Since antiquity, Bahrain has been famed for its natural pearls which were highly sought after for their unique color and luster (the result of forming at the confluence between fresh underwater springs and the salty sea). Cultured pearls are banned in Bahrain and every pearl purchased locally comes with a certificate of authenticity.
Suq Al Qaisariya is an integral component of the “Pearling, testimony of an island” project. This Pearling trail is approximately 2 miles long and describes the unique story of pearling in Bahrain and its physical testimony. Now considered by UNESCO for a World Heritage listing, this pearling heritage and testimony to a remarkable industry and economy is not presented in one location but as a trail, a path that one can traverse in order to discover different elements of the overall narrative.
Taking its visitors from the beach to the old house of one of Bahrain’s grand merchants, the pathway illustrates, in images and sounds, the precious history of Bahrain and its people.

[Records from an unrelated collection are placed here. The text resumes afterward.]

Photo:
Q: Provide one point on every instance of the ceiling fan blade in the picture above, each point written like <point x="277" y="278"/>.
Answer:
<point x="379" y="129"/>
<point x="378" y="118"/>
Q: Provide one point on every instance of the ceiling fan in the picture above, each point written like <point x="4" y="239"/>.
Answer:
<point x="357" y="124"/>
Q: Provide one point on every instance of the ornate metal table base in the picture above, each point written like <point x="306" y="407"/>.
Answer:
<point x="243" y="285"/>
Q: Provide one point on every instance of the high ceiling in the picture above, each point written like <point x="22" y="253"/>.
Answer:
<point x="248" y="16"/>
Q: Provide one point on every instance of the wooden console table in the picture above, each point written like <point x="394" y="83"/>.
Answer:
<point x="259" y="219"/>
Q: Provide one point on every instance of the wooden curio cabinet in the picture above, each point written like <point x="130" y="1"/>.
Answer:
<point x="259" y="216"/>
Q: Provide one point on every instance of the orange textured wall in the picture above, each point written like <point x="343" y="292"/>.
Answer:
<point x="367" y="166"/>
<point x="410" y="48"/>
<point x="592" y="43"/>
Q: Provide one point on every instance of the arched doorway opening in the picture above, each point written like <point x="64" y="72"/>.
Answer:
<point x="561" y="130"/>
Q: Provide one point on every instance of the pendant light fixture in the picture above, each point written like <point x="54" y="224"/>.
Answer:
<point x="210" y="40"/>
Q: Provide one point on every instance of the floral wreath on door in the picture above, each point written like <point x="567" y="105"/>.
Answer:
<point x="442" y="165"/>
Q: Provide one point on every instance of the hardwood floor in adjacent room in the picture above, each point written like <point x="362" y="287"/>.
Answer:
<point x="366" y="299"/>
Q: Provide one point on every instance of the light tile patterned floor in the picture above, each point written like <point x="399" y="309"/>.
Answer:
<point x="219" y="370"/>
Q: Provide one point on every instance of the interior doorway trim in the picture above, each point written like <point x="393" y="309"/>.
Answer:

The Qal'at al-Bahrain (Arabic: قلعة البحرين; Portuguese: Forte de Barém), also known as the Bahrain Fort or Portuguese Fort, is an archaeological site located in Bahrain. Archaeological excavations carried out since 1954 have unearthed antiquities from an artificial mound of 12 m (39 ft) height containing seven stratified layers, created by various occupants from 2300 BC up to the 18th century, including Kassites, Greeks, Portuguese and Persians. It was once the capital of the Dilmun civilization and was inscribed as a UNESCO World Heritage Site in 2005. The fort and the tell Qal'at al-Bahrain is built on, are located on the Bahrain island, on the northern seashore. On a clear day it is also seen from Saar. It stands like a "sentinel" near Manama, the capital of Bahrain; it is 6 km (4 mi) away from Manama on the fertile north coast. The tell is the largest in the Persian Gulf region and was built close to the port and by reclamation of seashore land. The archaeological findings, which are unearthed in the fort,reveal much about the history of the country. The area is thought to have been occupied for about 5000 years and contains a valuable insight into the Copper and Bronze Ages of Bahrain.